Tiny robots built entirely from DNA strands could one day navigate the bloodstream, deliver medications to exact locations, and neutralize threats like cancer cells and viruses. A new review from researchers at the Harbin Institute of Technology, reported by Science Daily, lays out how the emerging field of DNA nanorobotics is borrowing ideas from traditional engineering to build programmable machines at a scale invisible to the naked eye.
The designs draw on creative approaches to molecular construction. Scientists are building rigid DNA joints, incorporating flexible components, and using folding techniques inspired by origami. By adapting familiar mechanical concepts — the same principles behind larger robots — to the nanoscale, researchers have created DNA-based systems capable of controlled, repeatable tasks despite being only nanometers in size.
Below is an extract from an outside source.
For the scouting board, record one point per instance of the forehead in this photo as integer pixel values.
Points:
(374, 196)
One of the biggest challenges is steering these machines through the chaotic environment inside a living body. To solve this, scientists have developed control systems using a biochemical process called DNA strand displacement, which programs movement through specific DNA sequences that act as "fuel" and "structure." External signals — electric fields, magnetic fields, and light — can also direct the robots' motion, giving researchers a versatile toolkit for fine-tuning behavior.
The medical applications are tantalizing. DNA robots could function as "nano-surgeons," locating diseased cells and delivering targeted treatments with a precision that conventional drugs cannot match. Researchers are also investigating whether these machines could physically capture viruses like SARS-CoV-2, with future versions potentially operating as fully autonomous drug delivery platforms.
Beyond medicine, DNA robots may find uses in advanced manufacturing. Acting as programmable templates, they could position nanoparticles with sub-nanometer accuracy, potentially leading to breakthroughs in molecular computing and data storage. For now, however, most DNA robots remain in early experimental stages. The technology is better understood as proof of concept than as a practical tool — but the trajectory suggests the gap between laboratory curiosity and clinical reality is steadily narrowing.